Moser: No. And so, if you own a Walmart, it's going to be for a little bit of a different reason than a lot of those growth stocks that are out there today. In terms of twelve month growth in earnings before interest and taxes, At Home Group Inc is reporting a growth rate of -507.65%; that's higher than only 3.68% of US stocks. Didn't really give us a whole lot on Walmart+, which is their membership service they are working on. U.S. comps up 25%. Privacy Policy | No cost, no obligation to buy anything ever. And as he says on the show, it's where I buy all of my food and most of my stuff. To learn more, click here. You know, there's just no other way to put it. Zacks Ranks stocks can, and often do, change throughout the month. These returns cover a period from January 1, 1988 through August 31, 2020.
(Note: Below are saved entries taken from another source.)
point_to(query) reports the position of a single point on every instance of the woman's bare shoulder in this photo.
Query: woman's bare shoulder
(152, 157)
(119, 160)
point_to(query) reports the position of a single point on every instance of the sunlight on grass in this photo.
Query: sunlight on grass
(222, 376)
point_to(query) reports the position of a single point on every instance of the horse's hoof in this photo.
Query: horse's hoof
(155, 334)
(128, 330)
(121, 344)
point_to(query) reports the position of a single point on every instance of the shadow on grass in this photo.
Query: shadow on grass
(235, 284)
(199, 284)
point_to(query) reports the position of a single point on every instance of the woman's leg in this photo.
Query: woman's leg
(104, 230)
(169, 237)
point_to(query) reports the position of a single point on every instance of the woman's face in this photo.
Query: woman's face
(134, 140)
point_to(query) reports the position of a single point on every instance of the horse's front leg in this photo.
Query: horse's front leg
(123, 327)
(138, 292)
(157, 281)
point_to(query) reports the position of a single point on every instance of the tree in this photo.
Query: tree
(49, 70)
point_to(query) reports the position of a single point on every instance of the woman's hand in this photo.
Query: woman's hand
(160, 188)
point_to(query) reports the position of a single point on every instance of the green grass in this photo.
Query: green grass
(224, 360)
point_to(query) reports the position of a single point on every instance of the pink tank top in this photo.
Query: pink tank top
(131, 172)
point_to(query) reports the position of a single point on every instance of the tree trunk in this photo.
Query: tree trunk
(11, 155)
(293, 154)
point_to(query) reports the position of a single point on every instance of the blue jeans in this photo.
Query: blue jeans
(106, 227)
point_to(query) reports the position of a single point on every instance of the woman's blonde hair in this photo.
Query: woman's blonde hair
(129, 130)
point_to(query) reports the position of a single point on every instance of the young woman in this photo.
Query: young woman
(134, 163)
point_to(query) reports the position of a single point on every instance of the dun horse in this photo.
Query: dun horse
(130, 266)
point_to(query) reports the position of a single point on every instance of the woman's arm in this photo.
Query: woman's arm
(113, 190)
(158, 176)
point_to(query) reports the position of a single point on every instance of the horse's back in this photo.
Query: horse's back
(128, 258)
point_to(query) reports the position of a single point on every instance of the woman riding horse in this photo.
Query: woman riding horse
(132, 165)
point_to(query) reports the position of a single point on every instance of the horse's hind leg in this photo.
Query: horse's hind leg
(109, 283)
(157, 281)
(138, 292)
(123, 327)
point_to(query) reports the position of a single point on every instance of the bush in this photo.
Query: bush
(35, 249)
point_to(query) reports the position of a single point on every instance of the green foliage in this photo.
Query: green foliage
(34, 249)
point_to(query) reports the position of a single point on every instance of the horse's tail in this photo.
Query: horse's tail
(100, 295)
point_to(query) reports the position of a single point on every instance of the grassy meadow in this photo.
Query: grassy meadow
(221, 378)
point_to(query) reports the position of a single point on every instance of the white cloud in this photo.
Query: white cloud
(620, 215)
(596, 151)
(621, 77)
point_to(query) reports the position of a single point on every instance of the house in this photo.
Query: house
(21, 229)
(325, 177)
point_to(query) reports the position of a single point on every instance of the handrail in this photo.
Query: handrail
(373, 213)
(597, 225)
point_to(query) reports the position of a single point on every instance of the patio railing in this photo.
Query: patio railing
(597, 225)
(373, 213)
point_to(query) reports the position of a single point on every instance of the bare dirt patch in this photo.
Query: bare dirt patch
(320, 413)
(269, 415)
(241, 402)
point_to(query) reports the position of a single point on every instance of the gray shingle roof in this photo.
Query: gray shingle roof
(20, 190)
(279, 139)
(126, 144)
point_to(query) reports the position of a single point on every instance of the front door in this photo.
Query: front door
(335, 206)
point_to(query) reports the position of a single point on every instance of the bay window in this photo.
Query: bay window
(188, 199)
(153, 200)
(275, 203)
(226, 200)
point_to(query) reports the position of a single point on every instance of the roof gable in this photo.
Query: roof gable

Market data powered by FactSet and Web Financial Group. Now, we know 5G is coming out, so people are kind of holding off and they're going to wait and they're going to start buying new phones when the tech gets better. Joe Feldman, Telsey Advisory Group analyst, discusses future outlook for Home Depot and other home improvement stocks. Following the exact same course, the stock was allocated a grade of A on the value side, putting it in the top 20% for this investment strategy. Stocks. Stock Advisor launched in February of 2002. Thank you. Chris Hill: It's Tuesday, Aug. 18th. Moser: It's like a Costco or an airport; or it's like a Costco and an airport hooked up. The show is mixed by Dan Boyd, I'm Chris Hill, thanks for listening, we'll see you tomorrow. And so, automakers around the world are really investing a lot in bringing these automobiles to the next level from a tech perspective. Hill: I bet the airlines, and anyone who owns an airline stock, wishes that the airports were as busy as Home Depot. Why SolarEdge Stock Dropped 10% Today ... SEDG) closed Thursday trading down 9.8%, and its peer, solar inverter-maker Enphase Energy (NASDAQ:ENPH), declined a similar 10.2%. Hill: Happy Tuesday, indeed. Shares have lost about 13.9% in that time frame, underperforming the S&P 500. And that will help, I think, those new car sales. At Home projects seasonal inventory to decline 20% and 10% in the fiscal third and fourth quarters, respectively. A simple, equally-weighted average return of all Zacks Rank stocks is calculated to determine the monthly return. October 01, 2020. And you know, this stock, I mean, the business and the stock itself, it's been, sort of, this long-drawn-out decline, going into the bear market back in March. The FAANG quintet is still up roughly 50% year to date. I mean, when you look at something like a Walmart and you try to get an idea of expensive versus cheap, I mean, we're living in this world now of businesses that make no money and trade for 30X to 40X sales and that's, kind of, become the new normal, which makes a Walmart trading at 20X earnings seem almost absurd. But when you look at U.S. comps, U.S. comps up 9.3%, that's on top of 10% a quarter ago. But if they get that right, you know, that's one more lever they can pull. I mean, you're talking about Advance versus AutoZone versus O'Reilly. [laughs]. So, it's a difficult time for Advance in this market. You know, supply chain issues aren't new.